An Inspirational Artist: Active Adult

Comments Off

woman in independent retirement communityMs. Kay Brown is a well-known African American artist whose artwork, a mixed-media collage entitled The Black Soldier, was on display in Washington, D.C. for two months. It was also included in the The Spirit of Martin published last year.

During the early days of her career, Ms. Brown became involved with a group known as the Weusi Artists. Their artistic focus was identifying with their African Ancestry and the socio-political issues of the time. Ms. Brown became the only female member of this illustrious group.

She then co-founded the “Where We At” Black Women Artists collective that incorporated the artistic philosophy she’d experienced as a member of the Weusi. Ms. Brown also has two published novels, including Willy’s Summer Dream, which is based on her youngest son’s experiences.
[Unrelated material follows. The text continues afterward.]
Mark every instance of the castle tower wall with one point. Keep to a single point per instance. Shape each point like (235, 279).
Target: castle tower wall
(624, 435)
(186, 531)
Ms. Brown eventually purchased a row house in Northeast D.C. Although she loved the home, when her friend passed away there was no one to help her with the necessary maintenance. The dynamic of the neighborhood had also changed dramatically. Many of her old friends had moved away.

Mrs. Brown relates, “Everyone in the neighborhood was moving, and it really changed my spirit. A friend suggested that that I consider selling my house and moving to a retirement community. She even suggested Friendship Terrace, so I looked into it.”

Since moving to Friendship Terrace, an independent living community in Northwest D.C., Ms. Brown says she is much more comfortable. “I feel very safe here. I didn’t know this area very well before, but it is a very nice neighborhood. We are one block from a drugstore, four blocks from the grocery store, and two-and-a-half blocks from the Metro.”

In addition to taking advantage of the convenient location, Ms. Brown is also pleased with the community grounds and the interior of her apartment. “The entire front wall of my apartment is a window, and there are trees right outside the window. I love waking up and seeing the sunlight coming through the branches. The property is very well kept.”

Becoming involved in her new community has really helped Ms. Brown to adjust to the move. She did a presentation on Martin Luther King for her fellow residents for Black History Month. She also organized a trip to the Smithsonian to show and explain her artwork to the other residents. “I’ve always wanted to do everything I can to improve my community, and people always need more activities to inspire them,” attests Mrs. Brown, a woman whose life continues to be inspirational.